Lose Notizen zu zwei Literatur-Essays…

Melinda Harvey bespricht in der Syndey Review of Books die 2020 viel diskutierte Biografie über Susan Sontag, und das in einem Selbstgespräch. Ein riskantes, faszinierendes Format im Stile eines dialogischen Katechismus, aber das nur am Rande.

Worum es mir geht, ist ein Charakterzug Sontags, der im Mittepunkt steht: Ihre Überzeugtheit davon, immer im Werden zu sein. Einerseits war das ein Versuch, ihre Vergangenheit und speziell ihre (unglückliche) Herkunft hermetisch zu versiegeln abzuriegeln; andererseits Ausdruck der Überzeugung, irgendwie das Beste immer noch vor sich zu haben. Zitat:

„At 66, [Sontag] called an attempt to write her biography ‘a futile or unserious enterprise’ because her life, she felt, was far from over.
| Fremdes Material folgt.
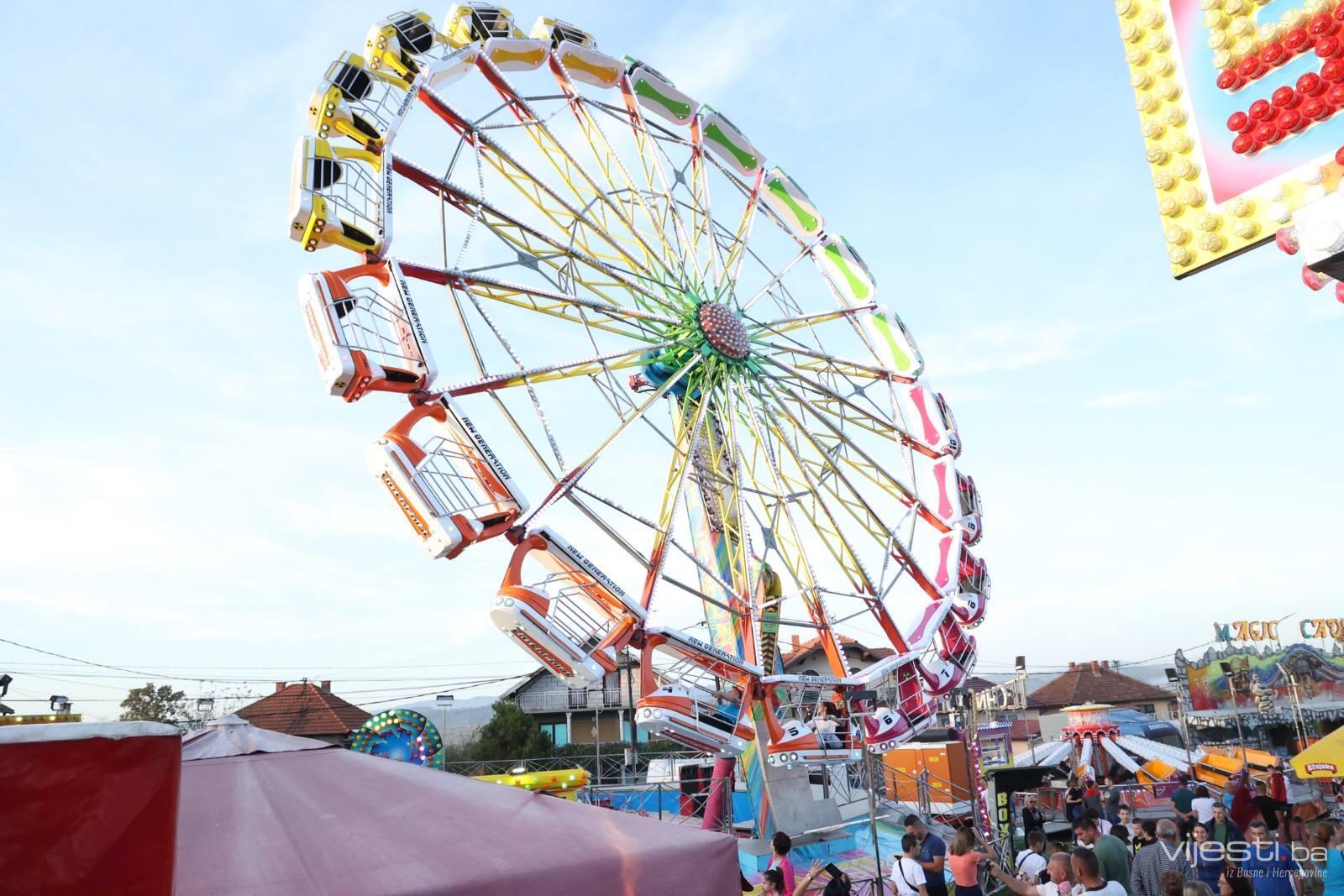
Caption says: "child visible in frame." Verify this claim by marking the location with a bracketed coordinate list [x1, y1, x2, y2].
[766, 831, 797, 896]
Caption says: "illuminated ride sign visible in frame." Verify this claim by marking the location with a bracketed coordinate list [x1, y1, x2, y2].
[1116, 0, 1344, 291]
[1214, 618, 1344, 643]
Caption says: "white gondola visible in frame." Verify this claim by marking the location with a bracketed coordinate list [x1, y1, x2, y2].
[298, 259, 434, 401]
[491, 527, 647, 688]
[368, 395, 527, 558]
[634, 627, 761, 755]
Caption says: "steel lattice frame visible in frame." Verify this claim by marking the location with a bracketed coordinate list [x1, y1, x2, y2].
[291, 5, 990, 789]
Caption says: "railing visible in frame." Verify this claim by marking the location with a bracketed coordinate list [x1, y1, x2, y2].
[513, 688, 630, 712]
[444, 746, 714, 786]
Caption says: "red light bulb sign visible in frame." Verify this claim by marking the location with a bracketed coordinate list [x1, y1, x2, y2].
[1116, 0, 1344, 280]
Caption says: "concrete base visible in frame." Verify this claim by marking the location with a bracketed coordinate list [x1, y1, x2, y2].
[738, 831, 858, 874]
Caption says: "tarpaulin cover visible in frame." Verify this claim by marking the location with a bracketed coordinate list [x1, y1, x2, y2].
[0, 721, 181, 896]
[175, 750, 741, 896]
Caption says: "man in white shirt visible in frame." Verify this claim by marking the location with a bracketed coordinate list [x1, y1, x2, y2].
[990, 853, 1082, 896]
[1015, 831, 1046, 884]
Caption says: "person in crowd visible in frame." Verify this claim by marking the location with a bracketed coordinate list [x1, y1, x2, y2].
[1013, 831, 1046, 884]
[1021, 794, 1046, 837]
[1070, 846, 1129, 896]
[1293, 820, 1335, 896]
[1218, 861, 1255, 896]
[766, 831, 797, 893]
[1102, 777, 1122, 825]
[905, 814, 948, 896]
[948, 825, 996, 896]
[811, 700, 840, 750]
[1313, 820, 1344, 896]
[790, 861, 853, 896]
[1161, 871, 1187, 896]
[1134, 818, 1158, 856]
[990, 851, 1082, 896]
[1129, 818, 1194, 896]
[1084, 807, 1111, 834]
[1172, 775, 1196, 840]
[1185, 820, 1227, 892]
[1064, 778, 1084, 822]
[1084, 778, 1102, 818]
[891, 834, 935, 896]
[1205, 802, 1246, 846]
[1110, 804, 1136, 840]
[1189, 784, 1218, 827]
[1252, 780, 1292, 838]
[1242, 820, 1302, 896]
[1074, 817, 1129, 896]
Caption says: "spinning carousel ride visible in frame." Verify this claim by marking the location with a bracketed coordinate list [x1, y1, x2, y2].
[291, 4, 990, 832]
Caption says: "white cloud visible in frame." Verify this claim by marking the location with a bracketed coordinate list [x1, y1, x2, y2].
[921, 321, 1091, 379]
[1084, 390, 1169, 408]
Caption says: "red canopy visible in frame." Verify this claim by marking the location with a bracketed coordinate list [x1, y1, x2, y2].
[175, 750, 741, 896]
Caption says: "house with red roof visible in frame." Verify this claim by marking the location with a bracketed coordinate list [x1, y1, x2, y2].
[237, 679, 371, 747]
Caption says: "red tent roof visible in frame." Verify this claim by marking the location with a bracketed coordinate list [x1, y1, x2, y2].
[1026, 659, 1173, 710]
[175, 750, 741, 896]
[234, 681, 370, 737]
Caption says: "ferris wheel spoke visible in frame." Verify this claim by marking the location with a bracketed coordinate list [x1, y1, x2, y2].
[517, 354, 704, 529]
[743, 302, 878, 338]
[761, 340, 914, 383]
[640, 386, 710, 610]
[758, 368, 952, 533]
[732, 375, 845, 674]
[601, 88, 707, 280]
[392, 156, 677, 312]
[551, 77, 687, 284]
[764, 358, 942, 461]
[567, 485, 743, 616]
[418, 87, 657, 288]
[467, 63, 685, 294]
[736, 380, 909, 652]
[401, 262, 679, 341]
[757, 375, 942, 600]
[445, 341, 676, 398]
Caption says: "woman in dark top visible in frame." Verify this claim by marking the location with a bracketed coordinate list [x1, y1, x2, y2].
[1064, 780, 1084, 820]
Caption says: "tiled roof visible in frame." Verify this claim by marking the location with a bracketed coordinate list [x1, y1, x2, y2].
[784, 634, 895, 669]
[1026, 661, 1174, 710]
[237, 681, 370, 737]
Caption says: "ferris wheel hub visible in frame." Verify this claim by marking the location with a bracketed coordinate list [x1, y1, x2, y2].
[696, 302, 751, 361]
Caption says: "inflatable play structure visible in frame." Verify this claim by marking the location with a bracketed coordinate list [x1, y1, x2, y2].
[287, 4, 990, 837]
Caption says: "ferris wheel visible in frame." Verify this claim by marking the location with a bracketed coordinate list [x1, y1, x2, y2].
[291, 4, 990, 766]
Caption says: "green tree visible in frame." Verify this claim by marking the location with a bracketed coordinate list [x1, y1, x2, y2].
[475, 700, 551, 759]
[121, 681, 191, 726]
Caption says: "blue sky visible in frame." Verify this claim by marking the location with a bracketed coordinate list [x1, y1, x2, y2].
[0, 2, 1344, 715]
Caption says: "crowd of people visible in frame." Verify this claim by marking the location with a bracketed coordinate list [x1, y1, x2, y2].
[762, 779, 1344, 896]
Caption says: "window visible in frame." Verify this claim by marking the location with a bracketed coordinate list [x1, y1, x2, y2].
[538, 721, 570, 747]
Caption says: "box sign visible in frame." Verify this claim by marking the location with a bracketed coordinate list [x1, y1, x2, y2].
[1116, 0, 1344, 278]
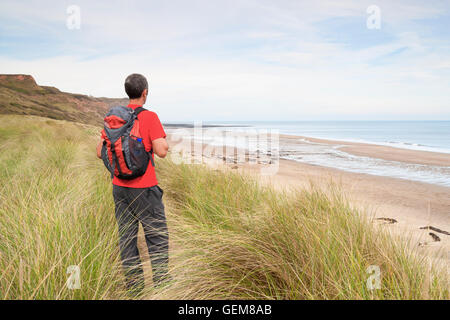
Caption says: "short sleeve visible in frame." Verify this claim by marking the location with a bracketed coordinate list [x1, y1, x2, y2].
[148, 112, 166, 141]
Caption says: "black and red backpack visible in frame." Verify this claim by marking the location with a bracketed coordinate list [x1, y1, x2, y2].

At 71, on her deathbed, she refused to farewell friends and family.“

Das ist abenteuerlich und sehr weit weg von dem, wie andere Menschen ihr Leben angehen. Denn die Verankerung in der Vergangenheit ist Teil der Biographie, und selbst wenn wir das abzustreiten versuchen, hält sie uns entweder fest oder wird im Laufe der Zeit einfach ein so großer Teil unseres Lebens (weil sie anwächst und anwächst), dass wir sie umarmen müssen, ja oft wollen (#Nostalgie). Mir ist Sontags zwanghafter Blick nach vorn sehr fremd, im bürgerlichen Sinne ließe sich sogar etwas Psychopathologisches erkennen, das mit Angst vor dem Tod nur unzureichend beschrieben ist.

Ein zweites literarisches Essay aus den vergangenen Tagen möchte ich hier auch noch erwähnen: Jon Baskin hat im New Yorker über einen nun ausgekoppelten Teil aus David Foster Wallaces posthum erschienenen Roman geschrieben. Der Inhalt ist dabei gar nicht so relevant, aber die Synopse Baskins über Wallaces Blick auf die Moral:

„The story is simultaneously about the lifesaving necessity of sincere, moral commitment and about the impossibility of finding a worthy object for that commitment in the historical period that immediately precedes our own.“

Ein Moralist, der Moralismus nicht zur gesellschaftlichen Anwendung bringen kann, muss sich wie ein Fisch ohne Wasser fühlen. Und Baskin merkt an, dass nach Wallaces Tod das neoliberale Zeitalter ziemlich schnell endete – und mit diesem Ende die Ethik der Überzeugung wieder Einzug in den amerikanisch-westlichen Zeitgeist hielt.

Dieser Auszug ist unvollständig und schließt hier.